O sea que en la tercera globalización, lo primero de todo es la irreprimible vanidad de teclear tu nombre, y acto seguido, el narcisismo de buscar y ver con la máxima precisión tu mapa particular. Otra vez el maldito yo en sus viejas e inconmovibles posturas, y ahora, esta vez, compitiendo on-line con todos los demás yoes del planeta Tierra.

Porque no sólo son los populares mapamundis de Google, que es uno de sus negocios más millonarios. También y al mismo tiempo es esa atracción fatal por los GPS vía satélite, incluso por las pantallas del navegador de nuestro coche que todavía no detectan las pantallas de los radares de la policía, las cartografías yoístas de Second Life, los mapas de los videojuegos (un ocio, por cierto, sólo fundado en el arte de mapear), las simulaciones del arte electrónico o la muy reciente y bendita concienciación ecológica de nuestro país por la simple visión en la pantalla del ordenador y vía satélite de esas barbaridades urbanísticas que no solamente están machacando los mapas de nuestro viejo Mediterráneo, sino transformando nuestra cartografía costera de manera mucho más radical que se derrite el casco polar por culpa del CO2.

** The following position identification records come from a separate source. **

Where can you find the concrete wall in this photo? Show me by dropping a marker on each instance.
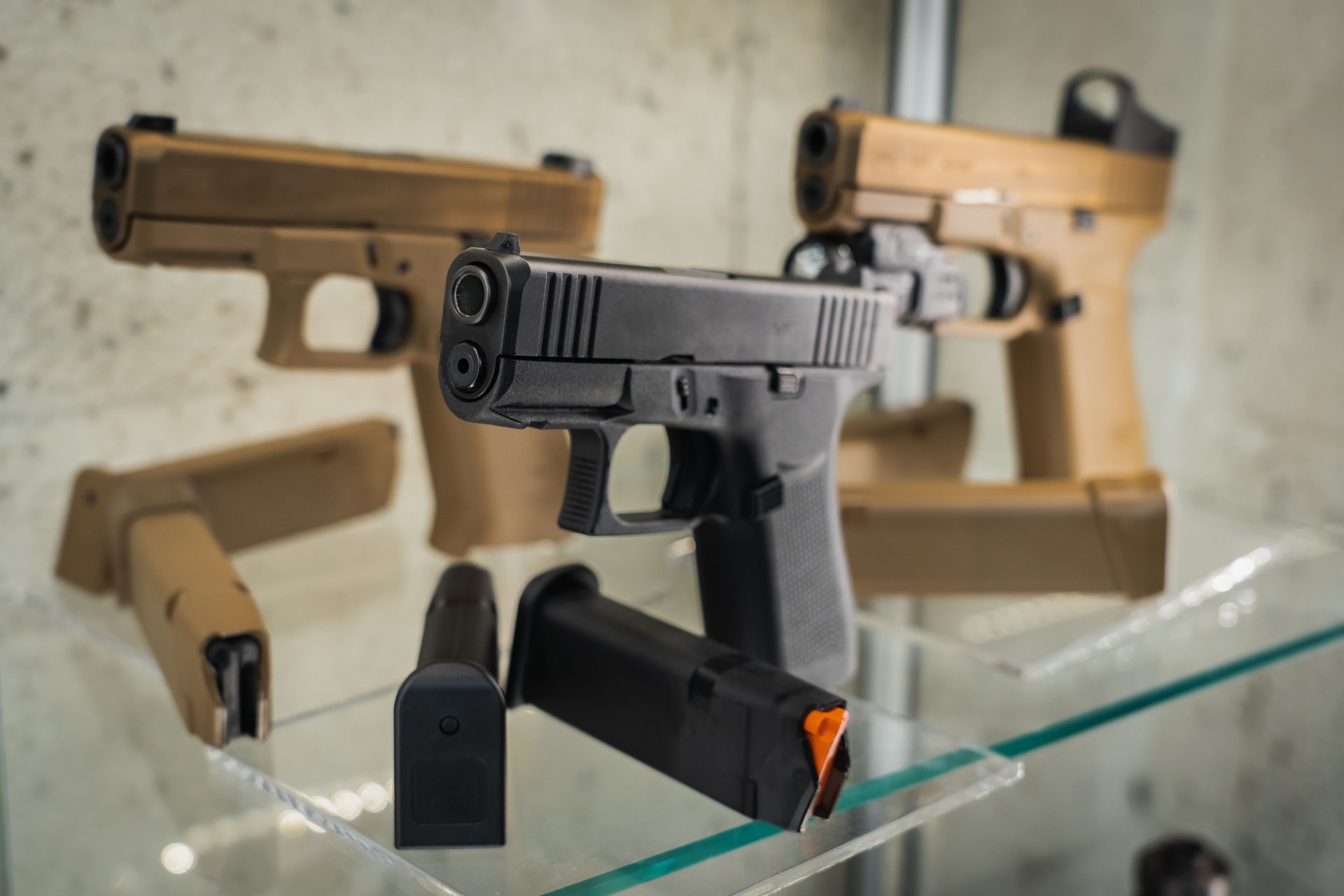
(1237, 305)
(1237, 315)
(689, 111)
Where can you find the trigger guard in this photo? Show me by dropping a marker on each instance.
(394, 321)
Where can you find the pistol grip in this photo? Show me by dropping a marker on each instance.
(777, 586)
(283, 339)
(192, 605)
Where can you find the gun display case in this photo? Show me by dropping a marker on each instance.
(307, 812)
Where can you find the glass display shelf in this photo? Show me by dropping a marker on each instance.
(1040, 636)
(97, 764)
(582, 818)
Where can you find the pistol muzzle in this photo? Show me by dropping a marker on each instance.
(472, 295)
(818, 140)
(111, 162)
(237, 662)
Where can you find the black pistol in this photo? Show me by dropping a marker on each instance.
(448, 723)
(750, 377)
(739, 731)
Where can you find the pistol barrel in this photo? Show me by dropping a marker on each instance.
(153, 172)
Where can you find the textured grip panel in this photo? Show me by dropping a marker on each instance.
(585, 491)
(778, 587)
(815, 615)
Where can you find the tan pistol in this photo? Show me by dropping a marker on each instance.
(1028, 241)
(160, 539)
(298, 214)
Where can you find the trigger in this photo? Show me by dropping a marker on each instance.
(691, 472)
(394, 320)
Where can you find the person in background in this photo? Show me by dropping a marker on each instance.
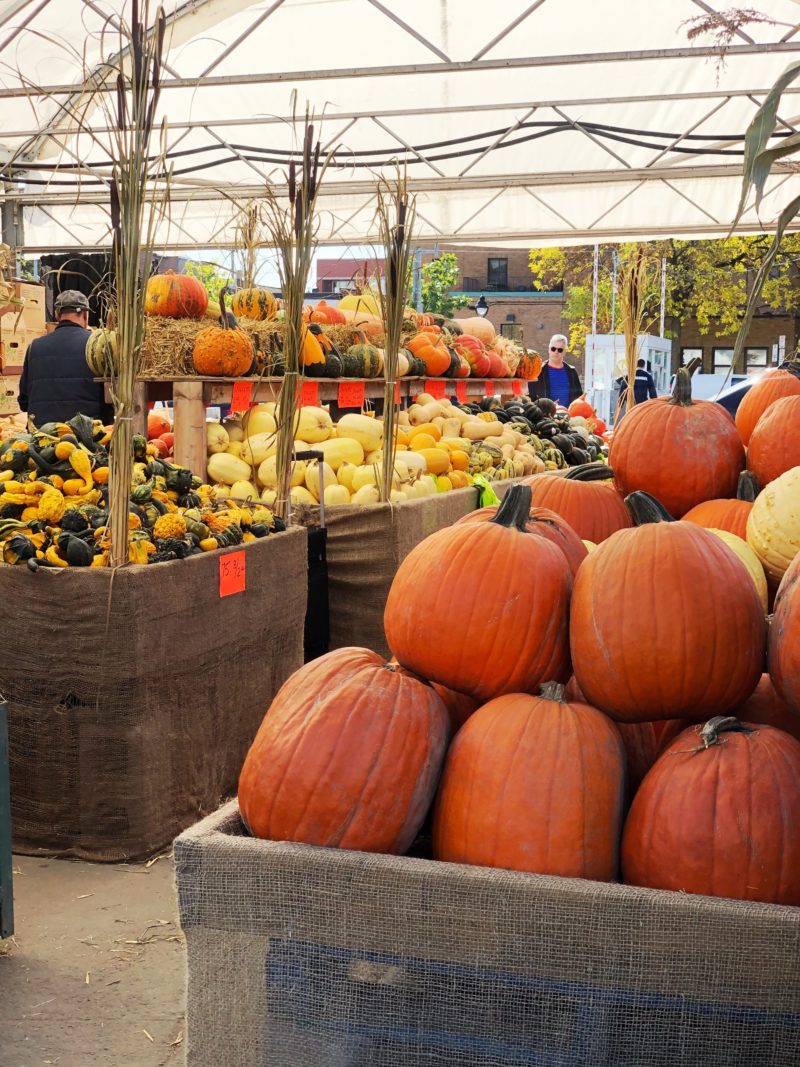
(56, 383)
(644, 386)
(559, 380)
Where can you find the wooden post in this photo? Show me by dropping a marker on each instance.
(190, 427)
(6, 896)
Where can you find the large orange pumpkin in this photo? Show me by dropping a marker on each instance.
(348, 755)
(544, 523)
(774, 443)
(772, 386)
(175, 297)
(784, 638)
(728, 514)
(532, 784)
(586, 498)
(482, 607)
(682, 450)
(666, 622)
(716, 815)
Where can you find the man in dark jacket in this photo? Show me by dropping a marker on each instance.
(57, 383)
(558, 380)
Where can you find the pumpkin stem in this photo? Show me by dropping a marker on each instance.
(644, 509)
(590, 472)
(514, 509)
(748, 487)
(721, 723)
(553, 690)
(682, 388)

Como ocurrió cuando la primera globalización, el mapa se ha convertido en materia prima de uso cotidiano y mapeamos frenéticamente (como, según los nuevos sabios cognitivos, mapea nuestro cerebro luego del primer café) porque también esta vez estamos descolocados ante el nuevo mundo y necesitamos ubicarnos con precisión ante esa inédita geografía. El problema es que ahora mismo no hay teoría ni filosofía mayúsculas a la altura de los tiempos, se ha arruinado la vieja geodesia ideológica, política y religiosa, y carecemos de las tradicionales agujas de marear en medio de las tempestades causadas por esta globalización.

Los actuales y muy numerosos mapas del yo de Google y compañía apenas son un consuelo personal para conjurar tanto desconcierto, estrés y extravío, nuestros cerebros sólo mapean minimalismos o terruños, y lo más curioso de todo es que en el país de aquellos primitivos diseñadores de maravillosos mapamundis, globos y esferas armilares (la codicia de los actuales ladrones de arte, que nos están saqueando), los únicos que se atreven aquí dentro con el muy ilustre oficio de cartógrafo son precisamente los enemigos acérrimos de la globalización, empeñados en reproducir la nueva complejidad global y mental desde unos mapamundis maniqueos de trazo infantil, o que todavía delatan las secuelas de aquella famosa enfermedad infantil, y encima son mapas calcados groseramente de la segunda guerra fría.